I don't think things are static, I think they are moving along at a steady pace. Slower than I would like? Absolutely! But, we also must respect that LGBTQI rights should not just be forced upon the majority or there can be a dangerous re-action. With the change in the age and ideas of the next generation, there can be both a change in the law and a change in culture that isn't forcing others to behave in a certain way. I don't want to force others into a belief, but in as little as 4-10 years, demographically and through education, the changes will move themselves toward the positive. This is a link to one of the models that shows a positive change. I am more scared than anything that in if a case comes up too quickly to the courts (Prop 8 is an example), that more could be lost then gained. Picking battles is very important and I see the Obama Administration is making positive moves for sustainable change.

Also, as someone who (rather dangerously sometimes) sees all the connections between human rights and other issues, I think that picking the winning battles and making friends in other movements, then linking those issues, is a better way to build a coalition who will choose the right thing with minimal effort. It is like judo. In judo you use other's momentum to win the battle and save your own energy. Judo just means "the gentle way". The Obama's Administration's lack of quick movement on LGBT issues isn't as pressing for me, right now because I see them taking the gentle way. For example, many environmental issues are about respect. We must respect Earth and change our behaviors to illustrate our respect. Human rights are also about respect. We can teach respect by working on environmental issues. Respect can then applied when describing human rights and we have something in common; and working together we have the added benefit of creating alliances. People can then make better decisions on their own without it taking so much force, doing it the judo way. Van Jones has said it best when he asked why would anyone care about the polar bears and global warming when they can't get a job, or they have a sick child and can't afford health insurance. While I don't think health care or the environment should come before human rights, I try to understand where people are before we can move forward together. It makes progress slower then I would want sometimes but by taking the long view I can keep a balance that I hope moves humans towards respect of their own energy.

The same goes with how I see the Obama Administration's work on international human rights and peace/war. We must engage where we can make the most positive and sustainable change as it comes up. LGBTQI rights haven't moved to the top of the list yet, but they are in que and ready to addressed in the near future when momentum will make the job easier and make the results more permanent.

Thursday, July 2, 2009

Thoughts of the Day, Is a M.A. Useless to Me?

Aw geeze. I didn't want to hear this. Really not a great story, but something to chew on for someone like myself who is looking for a M.A. program. Looks like a J.D. is a good idea after all.
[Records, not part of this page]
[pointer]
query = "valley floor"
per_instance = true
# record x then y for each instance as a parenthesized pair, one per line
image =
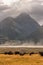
(34, 59)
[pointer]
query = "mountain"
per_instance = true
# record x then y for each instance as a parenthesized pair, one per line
(19, 28)
(37, 35)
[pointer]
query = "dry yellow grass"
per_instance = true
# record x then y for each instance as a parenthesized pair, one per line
(34, 59)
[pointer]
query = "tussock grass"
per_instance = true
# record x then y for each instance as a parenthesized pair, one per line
(34, 59)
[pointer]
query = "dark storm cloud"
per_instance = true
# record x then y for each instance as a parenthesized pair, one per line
(37, 10)
(3, 7)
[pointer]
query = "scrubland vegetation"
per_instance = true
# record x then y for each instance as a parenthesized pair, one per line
(17, 59)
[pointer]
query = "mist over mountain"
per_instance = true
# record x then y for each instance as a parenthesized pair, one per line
(23, 28)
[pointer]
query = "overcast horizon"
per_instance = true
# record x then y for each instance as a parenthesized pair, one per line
(15, 7)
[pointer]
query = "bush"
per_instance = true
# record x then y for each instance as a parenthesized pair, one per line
(31, 53)
(10, 53)
(41, 53)
(16, 52)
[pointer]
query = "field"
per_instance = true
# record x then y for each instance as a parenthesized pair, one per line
(26, 59)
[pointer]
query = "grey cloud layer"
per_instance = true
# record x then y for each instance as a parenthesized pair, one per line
(34, 8)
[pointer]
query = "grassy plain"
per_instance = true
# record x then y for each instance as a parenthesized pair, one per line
(34, 59)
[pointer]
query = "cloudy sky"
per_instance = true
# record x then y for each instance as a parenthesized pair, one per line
(15, 7)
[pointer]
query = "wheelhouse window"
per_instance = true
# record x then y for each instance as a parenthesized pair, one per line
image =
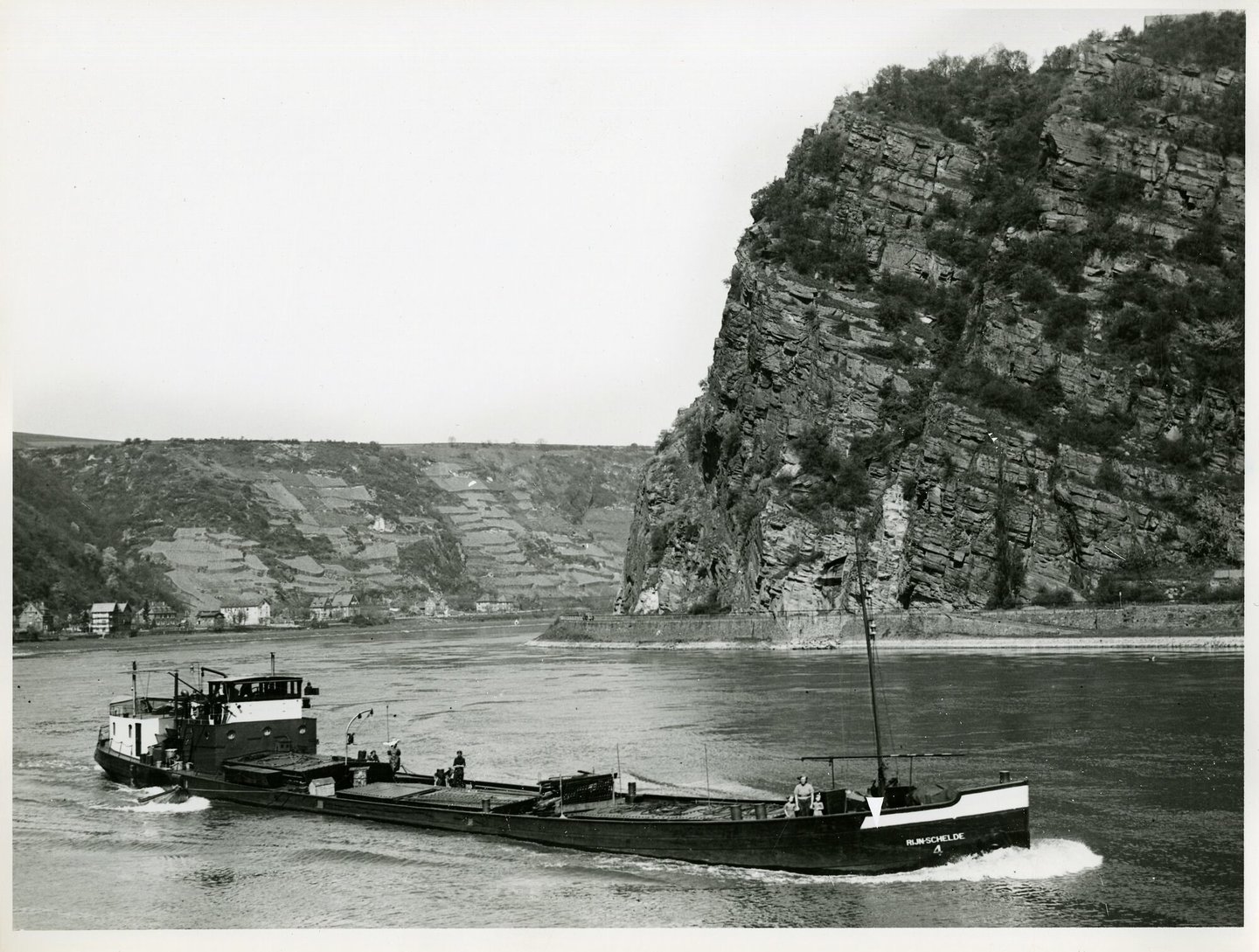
(254, 689)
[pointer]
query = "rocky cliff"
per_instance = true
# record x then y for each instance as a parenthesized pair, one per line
(987, 330)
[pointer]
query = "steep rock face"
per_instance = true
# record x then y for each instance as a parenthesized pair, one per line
(1002, 456)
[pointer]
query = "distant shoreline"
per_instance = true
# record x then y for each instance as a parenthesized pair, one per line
(1164, 641)
(143, 640)
(1200, 626)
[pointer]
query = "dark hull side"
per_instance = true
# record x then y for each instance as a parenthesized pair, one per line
(843, 843)
(130, 771)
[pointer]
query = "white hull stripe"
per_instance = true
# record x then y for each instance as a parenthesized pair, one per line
(987, 801)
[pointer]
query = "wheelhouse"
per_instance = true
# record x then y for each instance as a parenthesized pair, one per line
(237, 691)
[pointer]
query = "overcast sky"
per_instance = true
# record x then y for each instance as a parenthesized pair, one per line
(407, 222)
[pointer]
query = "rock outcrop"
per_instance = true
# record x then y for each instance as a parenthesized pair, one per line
(1024, 427)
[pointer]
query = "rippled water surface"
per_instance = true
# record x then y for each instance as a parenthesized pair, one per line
(1135, 765)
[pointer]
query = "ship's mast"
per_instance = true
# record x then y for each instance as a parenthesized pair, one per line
(881, 782)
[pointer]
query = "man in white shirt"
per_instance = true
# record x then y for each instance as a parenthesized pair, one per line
(803, 797)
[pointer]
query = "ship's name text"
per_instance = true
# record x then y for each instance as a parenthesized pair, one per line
(929, 840)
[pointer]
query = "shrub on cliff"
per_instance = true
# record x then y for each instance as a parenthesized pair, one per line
(1209, 40)
(840, 483)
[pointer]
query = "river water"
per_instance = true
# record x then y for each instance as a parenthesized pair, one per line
(1136, 766)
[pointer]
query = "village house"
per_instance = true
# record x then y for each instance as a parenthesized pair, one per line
(1224, 578)
(34, 618)
(494, 606)
(246, 611)
(337, 608)
(159, 615)
(209, 618)
(111, 617)
(435, 608)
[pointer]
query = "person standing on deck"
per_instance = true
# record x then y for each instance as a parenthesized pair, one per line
(457, 768)
(803, 797)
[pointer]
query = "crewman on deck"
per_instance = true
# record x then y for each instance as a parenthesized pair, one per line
(803, 797)
(457, 769)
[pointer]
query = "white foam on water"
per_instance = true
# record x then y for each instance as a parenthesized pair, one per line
(193, 805)
(1045, 859)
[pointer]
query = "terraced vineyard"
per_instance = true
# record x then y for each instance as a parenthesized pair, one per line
(206, 522)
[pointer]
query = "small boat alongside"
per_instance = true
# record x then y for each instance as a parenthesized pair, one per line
(254, 740)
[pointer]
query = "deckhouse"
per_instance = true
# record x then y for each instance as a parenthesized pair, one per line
(137, 724)
(256, 698)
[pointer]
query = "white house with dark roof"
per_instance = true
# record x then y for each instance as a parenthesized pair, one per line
(246, 611)
(335, 608)
(111, 617)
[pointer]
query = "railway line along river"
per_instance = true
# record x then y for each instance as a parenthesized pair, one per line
(1135, 761)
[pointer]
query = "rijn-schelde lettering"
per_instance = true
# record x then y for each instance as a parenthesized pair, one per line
(929, 840)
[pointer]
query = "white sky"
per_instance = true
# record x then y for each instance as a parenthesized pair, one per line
(407, 220)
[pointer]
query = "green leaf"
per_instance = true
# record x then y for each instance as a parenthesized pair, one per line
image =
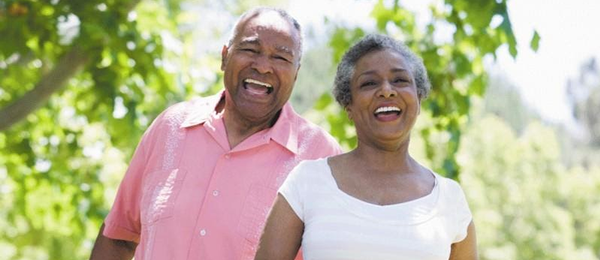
(535, 41)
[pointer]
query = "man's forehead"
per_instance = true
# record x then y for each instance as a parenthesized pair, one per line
(270, 20)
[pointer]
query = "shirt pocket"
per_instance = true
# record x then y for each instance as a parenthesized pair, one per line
(256, 208)
(160, 194)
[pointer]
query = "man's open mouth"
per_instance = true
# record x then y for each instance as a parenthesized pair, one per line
(258, 87)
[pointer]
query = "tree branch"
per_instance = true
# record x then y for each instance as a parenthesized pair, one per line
(67, 67)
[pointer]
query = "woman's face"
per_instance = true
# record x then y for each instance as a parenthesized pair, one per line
(384, 103)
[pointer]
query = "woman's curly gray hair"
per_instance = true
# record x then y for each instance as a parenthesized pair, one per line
(372, 43)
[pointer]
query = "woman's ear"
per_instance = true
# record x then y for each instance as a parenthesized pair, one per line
(349, 113)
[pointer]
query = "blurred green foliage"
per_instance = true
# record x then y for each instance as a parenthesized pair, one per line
(60, 165)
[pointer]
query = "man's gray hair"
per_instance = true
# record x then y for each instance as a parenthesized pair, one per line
(372, 43)
(258, 10)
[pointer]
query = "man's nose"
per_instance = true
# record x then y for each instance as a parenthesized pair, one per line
(262, 64)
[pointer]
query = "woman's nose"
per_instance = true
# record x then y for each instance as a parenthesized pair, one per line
(386, 90)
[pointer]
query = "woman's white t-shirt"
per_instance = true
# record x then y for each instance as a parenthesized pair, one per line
(339, 226)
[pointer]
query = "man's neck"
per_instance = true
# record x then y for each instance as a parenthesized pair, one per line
(239, 128)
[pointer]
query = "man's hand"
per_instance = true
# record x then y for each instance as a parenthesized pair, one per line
(112, 249)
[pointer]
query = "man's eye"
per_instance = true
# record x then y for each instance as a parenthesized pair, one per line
(249, 50)
(282, 58)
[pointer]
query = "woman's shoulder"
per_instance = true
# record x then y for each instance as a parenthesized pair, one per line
(311, 167)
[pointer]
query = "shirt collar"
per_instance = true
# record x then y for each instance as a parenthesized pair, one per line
(201, 109)
(284, 132)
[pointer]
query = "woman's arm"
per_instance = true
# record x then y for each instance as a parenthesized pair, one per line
(467, 248)
(282, 236)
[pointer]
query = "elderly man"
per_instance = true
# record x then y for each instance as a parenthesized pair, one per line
(206, 172)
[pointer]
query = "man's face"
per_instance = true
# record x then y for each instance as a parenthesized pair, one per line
(260, 66)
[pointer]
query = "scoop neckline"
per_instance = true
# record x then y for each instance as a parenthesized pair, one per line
(409, 212)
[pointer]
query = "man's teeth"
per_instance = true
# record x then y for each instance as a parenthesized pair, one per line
(387, 109)
(267, 85)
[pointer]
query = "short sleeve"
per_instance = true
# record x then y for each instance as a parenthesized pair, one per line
(463, 216)
(291, 190)
(124, 219)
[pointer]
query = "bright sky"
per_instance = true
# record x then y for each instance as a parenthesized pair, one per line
(569, 36)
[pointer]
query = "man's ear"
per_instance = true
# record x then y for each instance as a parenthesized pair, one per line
(297, 70)
(224, 52)
(349, 112)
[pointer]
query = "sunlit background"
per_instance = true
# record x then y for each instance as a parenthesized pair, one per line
(513, 113)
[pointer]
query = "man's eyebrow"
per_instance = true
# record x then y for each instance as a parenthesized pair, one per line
(253, 41)
(285, 50)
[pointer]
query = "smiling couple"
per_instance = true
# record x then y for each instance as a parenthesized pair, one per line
(240, 175)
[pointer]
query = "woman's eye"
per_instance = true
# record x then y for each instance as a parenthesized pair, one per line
(400, 80)
(368, 83)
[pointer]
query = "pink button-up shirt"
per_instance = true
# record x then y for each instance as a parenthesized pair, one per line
(187, 195)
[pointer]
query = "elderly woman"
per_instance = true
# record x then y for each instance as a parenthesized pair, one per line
(375, 202)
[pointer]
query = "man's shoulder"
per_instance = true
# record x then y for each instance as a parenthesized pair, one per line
(188, 112)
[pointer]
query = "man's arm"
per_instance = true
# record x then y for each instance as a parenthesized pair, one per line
(112, 249)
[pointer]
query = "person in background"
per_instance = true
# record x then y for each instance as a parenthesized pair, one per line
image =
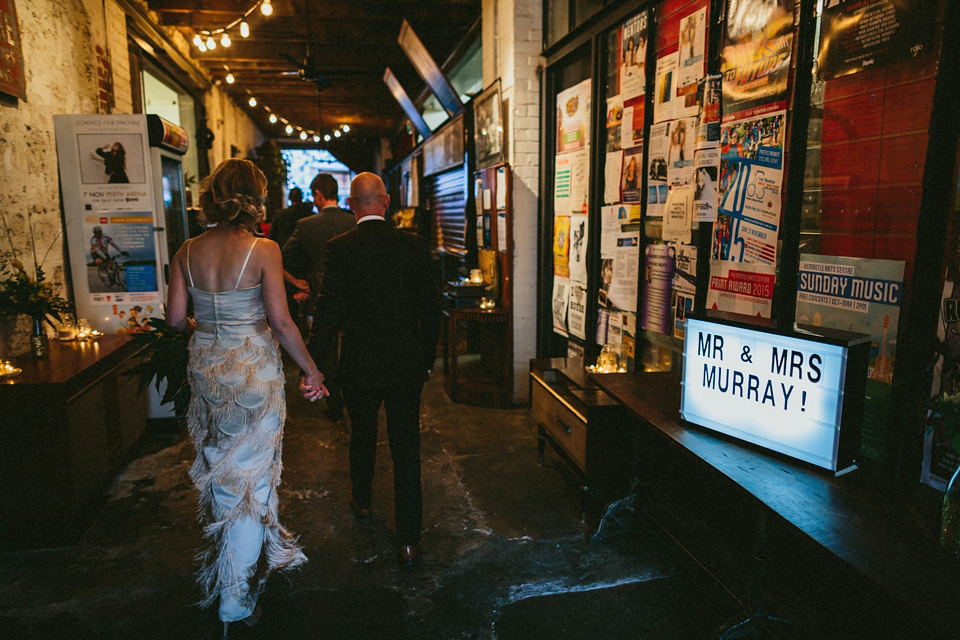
(286, 220)
(381, 288)
(303, 257)
(237, 406)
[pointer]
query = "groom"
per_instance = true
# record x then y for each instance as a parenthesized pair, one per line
(381, 287)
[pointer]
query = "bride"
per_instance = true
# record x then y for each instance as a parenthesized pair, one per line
(237, 408)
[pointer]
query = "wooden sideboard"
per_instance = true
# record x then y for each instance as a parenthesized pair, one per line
(68, 423)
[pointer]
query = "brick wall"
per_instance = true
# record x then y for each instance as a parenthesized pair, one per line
(511, 51)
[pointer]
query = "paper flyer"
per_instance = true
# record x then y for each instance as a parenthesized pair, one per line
(691, 62)
(611, 217)
(633, 56)
(614, 123)
(664, 98)
(578, 250)
(626, 267)
(576, 311)
(631, 183)
(631, 131)
(603, 321)
(573, 117)
(862, 295)
(684, 286)
(658, 279)
(657, 187)
(680, 151)
(676, 215)
(560, 302)
(749, 195)
(755, 58)
(612, 170)
(939, 458)
(706, 167)
(562, 184)
(708, 124)
(579, 181)
(561, 246)
(741, 288)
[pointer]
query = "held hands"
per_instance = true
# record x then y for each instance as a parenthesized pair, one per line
(303, 289)
(311, 386)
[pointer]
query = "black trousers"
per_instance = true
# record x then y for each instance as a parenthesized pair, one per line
(401, 404)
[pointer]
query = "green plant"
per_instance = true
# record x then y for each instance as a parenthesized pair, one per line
(166, 356)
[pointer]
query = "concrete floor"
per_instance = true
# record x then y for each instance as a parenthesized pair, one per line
(505, 555)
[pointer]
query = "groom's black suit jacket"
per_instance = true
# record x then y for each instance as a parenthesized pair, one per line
(381, 287)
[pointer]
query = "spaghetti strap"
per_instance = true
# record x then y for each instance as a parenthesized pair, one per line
(189, 273)
(244, 267)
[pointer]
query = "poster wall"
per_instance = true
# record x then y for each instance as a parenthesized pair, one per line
(108, 202)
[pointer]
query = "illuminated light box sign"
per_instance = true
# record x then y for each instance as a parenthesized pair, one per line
(788, 393)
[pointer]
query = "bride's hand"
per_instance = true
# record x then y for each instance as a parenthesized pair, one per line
(311, 386)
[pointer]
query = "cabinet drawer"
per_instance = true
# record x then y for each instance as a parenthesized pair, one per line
(565, 427)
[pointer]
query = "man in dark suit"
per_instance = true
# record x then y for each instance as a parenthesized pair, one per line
(303, 257)
(381, 287)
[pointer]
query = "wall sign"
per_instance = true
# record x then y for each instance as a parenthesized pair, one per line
(783, 393)
(11, 56)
Boo.

Room for Debate recently published two forums on the burdens of student loans, and heard from a lot of former students, parents, professors and others who shared personal horror stories, blunt advice and critical observations about higher education.

Degree inflation increasingly obliges more degrees to compensate for the devaluation of earlier degrees. Jobs that once were filled by high school graduates and later by college graduates today often require a master’s degree. This is largely optical, but one deals with the world he or she lives in. Still, just as the double and triple undergraduate major is a form of gilding the lily, a form of product enhancement, meant to seduce the hiring partner or the human resources director, the growing interest in the M.A. reveals the inadequacy of the baccalaureate.

Not all degrees are equal — a master’s in anthropology or art probably has less incremental earning power than a M.B.A. or advanced engineering degree.